2.) Full health insurance reform. Cover our emotional therapeutic counseling. Cover our hormonal regimens. Cover our surgeries. And don't charge us extra for being transgender. I had an employer tell me that the individual health policy they would help underwrite for me would have cost a little less than $300 per month as a male, a little more than $300 per month as a female...but a whopping $525 per month as a transwoman. And I've already had my surgery!

3.) Repeal - or at least significant reform of - the Real ID Act. How can I lose citizenship status in this country for simply following medical protocol? Few people realize how negatively this law will impact them, trans or not. Bringing ALL of your legal idenfication documents into alignment sounds like a proper thing to do, but it can become a bureaucratic nightmare. With some states allowing "amended or corrected" birth certificates - but some not - then not all trans people will be able to live authentically in their current lives. With nearly all states who do allow for change requiring one be post-surgical, then the many who cannot or do not desire to have surgeries will be stuck as well. We've already seen Homeland Security out several trans people to their employers. Just ask Phyllis Frye.

4.) Nesting in with the Real ID act would be standardization of name and gender change laws. Currently this system is really in chaos - the processes are different not just state by state, but county by county. And there is too much latitude that permits judges to imperiously deny our applications. As long as we meet the basic level tests for a name change (essentially that we not be doing so to avoid criminal or civil court issues), this should be a rubber stamp.

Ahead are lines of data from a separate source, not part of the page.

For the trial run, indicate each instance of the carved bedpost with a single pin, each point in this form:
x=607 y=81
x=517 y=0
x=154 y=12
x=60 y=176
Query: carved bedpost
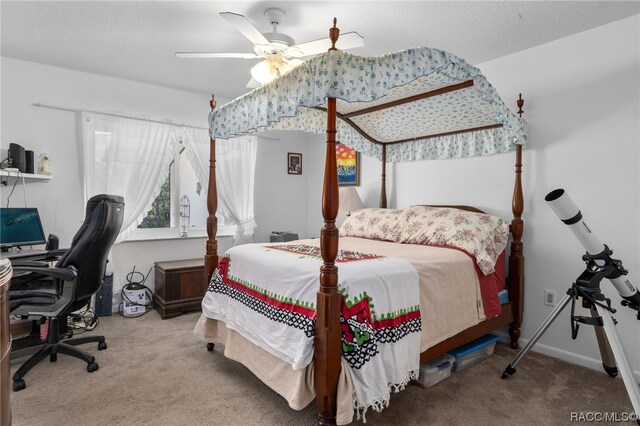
x=383 y=179
x=516 y=258
x=327 y=349
x=211 y=256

The famed jazz singer Peggy Lee's last - and maybe most memorable - hit was "Is that all there is?". It seems to me that should now be the defacto theme song of the LGB political movement. Yes, Marriage Equity is important - as is repeal of the Defense of Marriage Act which has posed some impediments to trans people, too - but Marriage isn't the only, or even most important, battle to wage - not just for lesbians and gays and certainly not for the transgender.